It has been years since I sat with my son on my lap, reading him story after story before bed. One of parenthood’s most precious rituals. Now we might call it “downtime” but back then it was so much more. It was as magical as it was practical. My toddler grew sleepy and I got to let my mind wander happily into worlds I thought I had outgrown.
We read anything and everything (as long as it was colorful) but the old-school children’s books from the 1960s and 70s held a special place in my heart. We came to love the cast of characters as well as the writers and illustrators who crafted these treasures. Of course there was Dr. Seuss with Horton, Sam-I-Am, and dozens more unforgettable beings. Leo Lionni’s Alexander and the Wind-Up Mouse. Mercer Mayer and his Little Critter series. Tomie dePaola’s Strega Nona. Virginia Lee Burton’s Mike Mulligan and His Steam Shovel. Anything by P.D. Eastman. The long-suffering little brother in Judith Viorst’s Alexander and the Terrible, Horrible, No Good, Very Bad Day.

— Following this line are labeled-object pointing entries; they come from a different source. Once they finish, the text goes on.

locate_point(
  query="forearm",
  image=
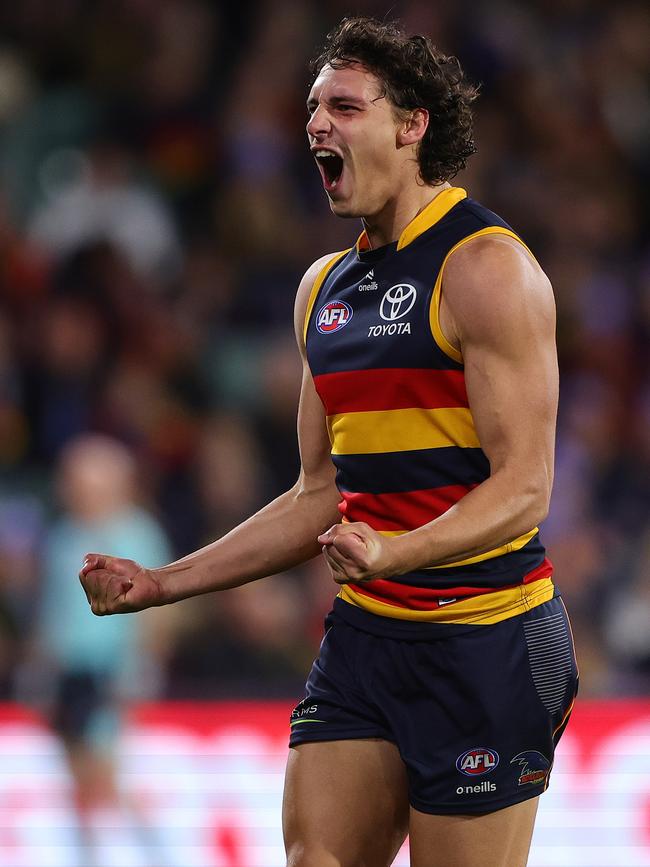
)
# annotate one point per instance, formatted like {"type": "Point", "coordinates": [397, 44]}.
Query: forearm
{"type": "Point", "coordinates": [280, 536]}
{"type": "Point", "coordinates": [493, 514]}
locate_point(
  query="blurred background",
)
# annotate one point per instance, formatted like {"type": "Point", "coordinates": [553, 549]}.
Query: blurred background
{"type": "Point", "coordinates": [158, 206]}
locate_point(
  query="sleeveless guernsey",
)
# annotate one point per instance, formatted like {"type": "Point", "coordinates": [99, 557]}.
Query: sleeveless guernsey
{"type": "Point", "coordinates": [403, 439]}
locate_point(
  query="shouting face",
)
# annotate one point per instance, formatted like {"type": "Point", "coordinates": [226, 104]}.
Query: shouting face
{"type": "Point", "coordinates": [355, 136]}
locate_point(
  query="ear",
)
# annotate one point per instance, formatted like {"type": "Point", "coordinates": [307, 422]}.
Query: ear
{"type": "Point", "coordinates": [412, 130]}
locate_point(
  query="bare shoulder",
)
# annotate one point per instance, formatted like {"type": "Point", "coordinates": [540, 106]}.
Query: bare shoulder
{"type": "Point", "coordinates": [304, 292]}
{"type": "Point", "coordinates": [491, 285]}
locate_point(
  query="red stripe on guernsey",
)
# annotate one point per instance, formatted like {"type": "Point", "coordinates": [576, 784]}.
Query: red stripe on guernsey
{"type": "Point", "coordinates": [391, 388]}
{"type": "Point", "coordinates": [402, 511]}
{"type": "Point", "coordinates": [426, 598]}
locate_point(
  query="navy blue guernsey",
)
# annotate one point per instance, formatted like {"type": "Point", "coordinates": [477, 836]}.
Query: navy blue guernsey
{"type": "Point", "coordinates": [403, 438]}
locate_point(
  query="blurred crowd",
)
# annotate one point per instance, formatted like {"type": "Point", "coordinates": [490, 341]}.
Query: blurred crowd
{"type": "Point", "coordinates": [158, 206]}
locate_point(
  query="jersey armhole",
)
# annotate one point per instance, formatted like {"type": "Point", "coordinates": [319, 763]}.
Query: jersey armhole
{"type": "Point", "coordinates": [315, 289]}
{"type": "Point", "coordinates": [434, 310]}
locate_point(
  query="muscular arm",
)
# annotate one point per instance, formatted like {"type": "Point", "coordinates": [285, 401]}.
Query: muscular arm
{"type": "Point", "coordinates": [498, 310]}
{"type": "Point", "coordinates": [281, 535]}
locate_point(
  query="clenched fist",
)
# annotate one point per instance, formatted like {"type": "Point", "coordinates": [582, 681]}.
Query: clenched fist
{"type": "Point", "coordinates": [114, 585]}
{"type": "Point", "coordinates": [356, 552]}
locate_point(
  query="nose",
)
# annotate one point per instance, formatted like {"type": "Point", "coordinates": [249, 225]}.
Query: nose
{"type": "Point", "coordinates": [318, 123]}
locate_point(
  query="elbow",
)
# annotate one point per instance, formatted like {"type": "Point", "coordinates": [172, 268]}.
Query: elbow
{"type": "Point", "coordinates": [538, 501]}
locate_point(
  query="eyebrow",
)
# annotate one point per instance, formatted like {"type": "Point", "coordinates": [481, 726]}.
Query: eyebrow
{"type": "Point", "coordinates": [337, 100]}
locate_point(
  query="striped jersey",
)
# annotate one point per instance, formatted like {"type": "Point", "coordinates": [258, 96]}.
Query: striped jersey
{"type": "Point", "coordinates": [403, 438]}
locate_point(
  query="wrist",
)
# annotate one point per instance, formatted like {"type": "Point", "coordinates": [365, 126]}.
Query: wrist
{"type": "Point", "coordinates": [405, 554]}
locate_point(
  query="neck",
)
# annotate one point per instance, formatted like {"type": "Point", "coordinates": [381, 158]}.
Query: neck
{"type": "Point", "coordinates": [388, 224]}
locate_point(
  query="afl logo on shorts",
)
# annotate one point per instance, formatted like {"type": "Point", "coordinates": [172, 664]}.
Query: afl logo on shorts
{"type": "Point", "coordinates": [478, 761]}
{"type": "Point", "coordinates": [333, 316]}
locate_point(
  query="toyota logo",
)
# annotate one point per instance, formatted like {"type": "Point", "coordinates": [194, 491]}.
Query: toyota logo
{"type": "Point", "coordinates": [397, 302]}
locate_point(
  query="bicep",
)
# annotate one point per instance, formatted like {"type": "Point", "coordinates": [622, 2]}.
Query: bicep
{"type": "Point", "coordinates": [506, 326]}
{"type": "Point", "coordinates": [313, 438]}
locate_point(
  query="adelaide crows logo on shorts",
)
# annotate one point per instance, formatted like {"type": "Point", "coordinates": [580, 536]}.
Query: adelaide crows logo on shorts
{"type": "Point", "coordinates": [477, 761]}
{"type": "Point", "coordinates": [333, 316]}
{"type": "Point", "coordinates": [534, 769]}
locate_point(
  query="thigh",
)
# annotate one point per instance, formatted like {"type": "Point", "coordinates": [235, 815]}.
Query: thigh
{"type": "Point", "coordinates": [499, 839]}
{"type": "Point", "coordinates": [476, 716]}
{"type": "Point", "coordinates": [345, 804]}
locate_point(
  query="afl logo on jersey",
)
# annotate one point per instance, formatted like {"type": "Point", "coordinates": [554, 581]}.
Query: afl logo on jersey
{"type": "Point", "coordinates": [333, 316]}
{"type": "Point", "coordinates": [480, 760]}
{"type": "Point", "coordinates": [397, 302]}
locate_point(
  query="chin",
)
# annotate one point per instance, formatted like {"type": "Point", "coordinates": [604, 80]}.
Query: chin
{"type": "Point", "coordinates": [344, 209]}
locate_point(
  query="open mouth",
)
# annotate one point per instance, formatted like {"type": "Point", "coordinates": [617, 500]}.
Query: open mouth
{"type": "Point", "coordinates": [331, 167]}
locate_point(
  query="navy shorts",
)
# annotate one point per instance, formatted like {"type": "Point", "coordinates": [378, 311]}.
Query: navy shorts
{"type": "Point", "coordinates": [475, 711]}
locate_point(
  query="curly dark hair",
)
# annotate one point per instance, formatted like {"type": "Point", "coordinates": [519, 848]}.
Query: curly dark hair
{"type": "Point", "coordinates": [414, 74]}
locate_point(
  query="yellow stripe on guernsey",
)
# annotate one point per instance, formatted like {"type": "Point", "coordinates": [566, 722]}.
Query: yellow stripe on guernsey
{"type": "Point", "coordinates": [401, 430]}
{"type": "Point", "coordinates": [516, 545]}
{"type": "Point", "coordinates": [483, 609]}
{"type": "Point", "coordinates": [434, 312]}
{"type": "Point", "coordinates": [318, 282]}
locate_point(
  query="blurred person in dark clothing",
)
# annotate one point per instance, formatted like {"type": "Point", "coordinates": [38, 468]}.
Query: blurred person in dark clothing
{"type": "Point", "coordinates": [84, 671]}
{"type": "Point", "coordinates": [433, 410]}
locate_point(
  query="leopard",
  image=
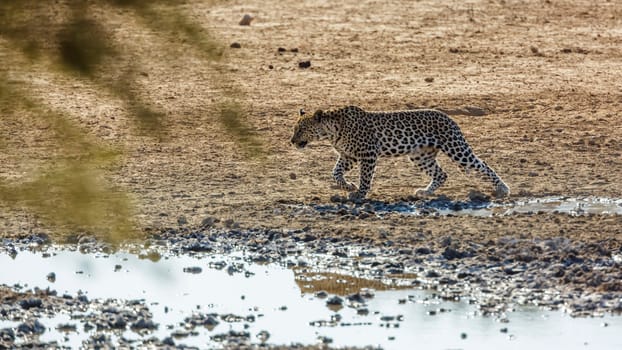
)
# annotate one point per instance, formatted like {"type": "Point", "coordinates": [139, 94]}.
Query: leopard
{"type": "Point", "coordinates": [360, 136]}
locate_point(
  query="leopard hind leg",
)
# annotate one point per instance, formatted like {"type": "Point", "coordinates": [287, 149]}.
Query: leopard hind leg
{"type": "Point", "coordinates": [461, 152]}
{"type": "Point", "coordinates": [425, 159]}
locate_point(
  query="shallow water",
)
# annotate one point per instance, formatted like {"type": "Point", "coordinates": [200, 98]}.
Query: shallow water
{"type": "Point", "coordinates": [479, 207]}
{"type": "Point", "coordinates": [283, 303]}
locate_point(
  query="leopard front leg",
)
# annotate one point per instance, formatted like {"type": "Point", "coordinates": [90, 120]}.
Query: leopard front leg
{"type": "Point", "coordinates": [342, 166]}
{"type": "Point", "coordinates": [368, 167]}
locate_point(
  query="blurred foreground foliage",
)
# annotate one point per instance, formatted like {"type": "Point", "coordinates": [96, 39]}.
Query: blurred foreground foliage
{"type": "Point", "coordinates": [71, 192]}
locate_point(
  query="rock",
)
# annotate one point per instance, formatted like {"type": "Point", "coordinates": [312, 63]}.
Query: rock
{"type": "Point", "coordinates": [321, 294]}
{"type": "Point", "coordinates": [6, 335]}
{"type": "Point", "coordinates": [355, 299]}
{"type": "Point", "coordinates": [334, 301]}
{"type": "Point", "coordinates": [51, 277]}
{"type": "Point", "coordinates": [208, 222]}
{"type": "Point", "coordinates": [143, 323]}
{"type": "Point", "coordinates": [193, 269]}
{"type": "Point", "coordinates": [66, 327]}
{"type": "Point", "coordinates": [30, 303]}
{"type": "Point", "coordinates": [181, 221]}
{"type": "Point", "coordinates": [263, 336]}
{"type": "Point", "coordinates": [246, 20]}
{"type": "Point", "coordinates": [423, 251]}
{"type": "Point", "coordinates": [31, 327]}
{"type": "Point", "coordinates": [450, 254]}
{"type": "Point", "coordinates": [432, 274]}
{"type": "Point", "coordinates": [117, 322]}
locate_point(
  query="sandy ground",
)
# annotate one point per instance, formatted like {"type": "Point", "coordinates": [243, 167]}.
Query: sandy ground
{"type": "Point", "coordinates": [545, 72]}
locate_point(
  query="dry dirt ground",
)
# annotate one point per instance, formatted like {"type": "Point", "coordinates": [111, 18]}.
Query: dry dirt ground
{"type": "Point", "coordinates": [546, 73]}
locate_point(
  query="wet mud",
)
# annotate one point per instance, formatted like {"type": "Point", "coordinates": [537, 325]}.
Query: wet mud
{"type": "Point", "coordinates": [336, 282]}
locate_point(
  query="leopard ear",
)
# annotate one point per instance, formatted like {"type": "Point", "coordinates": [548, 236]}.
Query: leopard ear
{"type": "Point", "coordinates": [318, 115]}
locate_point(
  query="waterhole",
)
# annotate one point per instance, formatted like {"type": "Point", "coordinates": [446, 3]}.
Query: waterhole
{"type": "Point", "coordinates": [281, 305]}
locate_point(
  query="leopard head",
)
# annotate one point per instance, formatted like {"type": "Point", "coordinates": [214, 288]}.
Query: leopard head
{"type": "Point", "coordinates": [309, 128]}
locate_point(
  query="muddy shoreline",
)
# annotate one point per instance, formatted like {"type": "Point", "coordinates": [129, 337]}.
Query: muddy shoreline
{"type": "Point", "coordinates": [575, 276]}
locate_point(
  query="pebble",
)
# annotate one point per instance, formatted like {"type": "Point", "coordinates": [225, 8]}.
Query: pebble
{"type": "Point", "coordinates": [193, 270]}
{"type": "Point", "coordinates": [246, 20]}
{"type": "Point", "coordinates": [51, 277]}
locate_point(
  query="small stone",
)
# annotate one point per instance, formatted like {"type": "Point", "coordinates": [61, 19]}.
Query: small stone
{"type": "Point", "coordinates": [193, 269]}
{"type": "Point", "coordinates": [144, 324]}
{"type": "Point", "coordinates": [334, 301]}
{"type": "Point", "coordinates": [263, 336]}
{"type": "Point", "coordinates": [51, 277]}
{"type": "Point", "coordinates": [321, 294]}
{"type": "Point", "coordinates": [362, 311]}
{"type": "Point", "coordinates": [208, 222]}
{"type": "Point", "coordinates": [31, 303]}
{"type": "Point", "coordinates": [182, 220]}
{"type": "Point", "coordinates": [246, 20]}
{"type": "Point", "coordinates": [31, 327]}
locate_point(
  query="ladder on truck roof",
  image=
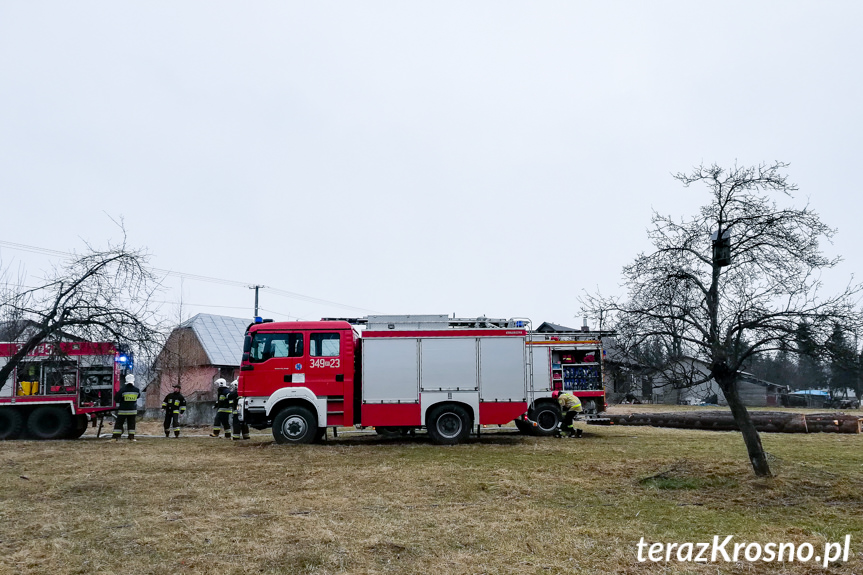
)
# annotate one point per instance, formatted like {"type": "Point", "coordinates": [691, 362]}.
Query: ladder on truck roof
{"type": "Point", "coordinates": [409, 322]}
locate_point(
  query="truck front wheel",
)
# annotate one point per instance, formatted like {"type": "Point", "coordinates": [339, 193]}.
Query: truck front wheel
{"type": "Point", "coordinates": [295, 424]}
{"type": "Point", "coordinates": [547, 417]}
{"type": "Point", "coordinates": [449, 424]}
{"type": "Point", "coordinates": [49, 422]}
{"type": "Point", "coordinates": [11, 423]}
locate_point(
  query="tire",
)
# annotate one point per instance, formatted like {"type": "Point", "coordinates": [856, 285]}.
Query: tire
{"type": "Point", "coordinates": [449, 424]}
{"type": "Point", "coordinates": [50, 422]}
{"type": "Point", "coordinates": [295, 425]}
{"type": "Point", "coordinates": [547, 418]}
{"type": "Point", "coordinates": [11, 423]}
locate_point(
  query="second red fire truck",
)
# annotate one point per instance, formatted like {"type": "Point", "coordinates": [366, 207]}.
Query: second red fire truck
{"type": "Point", "coordinates": [406, 372]}
{"type": "Point", "coordinates": [59, 388]}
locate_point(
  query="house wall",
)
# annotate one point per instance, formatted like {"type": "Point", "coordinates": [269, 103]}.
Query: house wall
{"type": "Point", "coordinates": [196, 384]}
{"type": "Point", "coordinates": [184, 360]}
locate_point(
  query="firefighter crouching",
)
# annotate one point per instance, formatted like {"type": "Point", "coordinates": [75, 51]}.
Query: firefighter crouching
{"type": "Point", "coordinates": [241, 430]}
{"type": "Point", "coordinates": [174, 406]}
{"type": "Point", "coordinates": [223, 409]}
{"type": "Point", "coordinates": [570, 407]}
{"type": "Point", "coordinates": [127, 409]}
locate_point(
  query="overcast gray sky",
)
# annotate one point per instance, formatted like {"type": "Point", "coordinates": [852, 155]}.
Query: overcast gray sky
{"type": "Point", "coordinates": [474, 158]}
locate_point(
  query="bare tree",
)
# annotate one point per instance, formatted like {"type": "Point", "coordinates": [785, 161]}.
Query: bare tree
{"type": "Point", "coordinates": [102, 295]}
{"type": "Point", "coordinates": [734, 281]}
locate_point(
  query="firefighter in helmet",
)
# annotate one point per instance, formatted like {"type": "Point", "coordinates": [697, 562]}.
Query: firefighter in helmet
{"type": "Point", "coordinates": [223, 409]}
{"type": "Point", "coordinates": [127, 409]}
{"type": "Point", "coordinates": [241, 430]}
{"type": "Point", "coordinates": [174, 406]}
{"type": "Point", "coordinates": [570, 407]}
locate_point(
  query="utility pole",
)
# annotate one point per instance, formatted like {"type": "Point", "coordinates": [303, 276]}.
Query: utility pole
{"type": "Point", "coordinates": [256, 288]}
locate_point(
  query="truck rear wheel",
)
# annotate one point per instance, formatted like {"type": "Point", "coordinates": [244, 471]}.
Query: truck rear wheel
{"type": "Point", "coordinates": [449, 424]}
{"type": "Point", "coordinates": [49, 422]}
{"type": "Point", "coordinates": [547, 417]}
{"type": "Point", "coordinates": [11, 423]}
{"type": "Point", "coordinates": [295, 424]}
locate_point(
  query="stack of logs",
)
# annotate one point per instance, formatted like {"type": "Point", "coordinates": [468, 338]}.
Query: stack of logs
{"type": "Point", "coordinates": [780, 422]}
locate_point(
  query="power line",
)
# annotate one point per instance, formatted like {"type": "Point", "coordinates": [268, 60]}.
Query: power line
{"type": "Point", "coordinates": [195, 277]}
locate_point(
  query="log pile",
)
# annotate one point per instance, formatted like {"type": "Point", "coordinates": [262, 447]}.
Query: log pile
{"type": "Point", "coordinates": [771, 421]}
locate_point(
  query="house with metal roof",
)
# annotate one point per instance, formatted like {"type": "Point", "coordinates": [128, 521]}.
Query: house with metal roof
{"type": "Point", "coordinates": [198, 351]}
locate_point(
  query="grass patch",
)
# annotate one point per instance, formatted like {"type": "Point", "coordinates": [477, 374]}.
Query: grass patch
{"type": "Point", "coordinates": [362, 504]}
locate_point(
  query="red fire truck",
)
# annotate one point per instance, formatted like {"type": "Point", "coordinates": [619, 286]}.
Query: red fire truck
{"type": "Point", "coordinates": [58, 388]}
{"type": "Point", "coordinates": [407, 372]}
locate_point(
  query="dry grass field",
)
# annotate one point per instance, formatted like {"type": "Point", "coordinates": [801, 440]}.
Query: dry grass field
{"type": "Point", "coordinates": [504, 503]}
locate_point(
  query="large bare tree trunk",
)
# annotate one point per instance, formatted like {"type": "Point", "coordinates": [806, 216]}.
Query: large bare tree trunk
{"type": "Point", "coordinates": [751, 437]}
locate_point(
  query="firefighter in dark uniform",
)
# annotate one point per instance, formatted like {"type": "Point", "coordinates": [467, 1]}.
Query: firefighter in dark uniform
{"type": "Point", "coordinates": [223, 409]}
{"type": "Point", "coordinates": [174, 406]}
{"type": "Point", "coordinates": [127, 409]}
{"type": "Point", "coordinates": [241, 430]}
{"type": "Point", "coordinates": [570, 407]}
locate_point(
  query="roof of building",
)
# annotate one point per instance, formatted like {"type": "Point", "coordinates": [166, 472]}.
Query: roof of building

Even then, I knew those moments wouldn’t last long. I knew I would look back and miss the intimacy of that room. But I couldn’t have imagined how much I would miss those characters and the temporary escape from the humdrum they offered.
These days my life is busy; I wear (and juggle) more hats than Esphyr Slobodkina’s traveling salesman in Caps for Sale. There is a distinct absence of magic in this grown-up Muggles world. I suspect I’m not the only adult who occasionally wanders into Barnes & Noble’s children’s section for the chance to re-enter that lost realm. Feel free to join me there next time the mood strikes. I’ll be the one dressed in red and white, just like my role model, Olivia. (Thank you, Ian Falconer!)
What children’s books earned a special place on your bookshelf? Did you ever re-read them for your own pleasure even after your children outgrew them?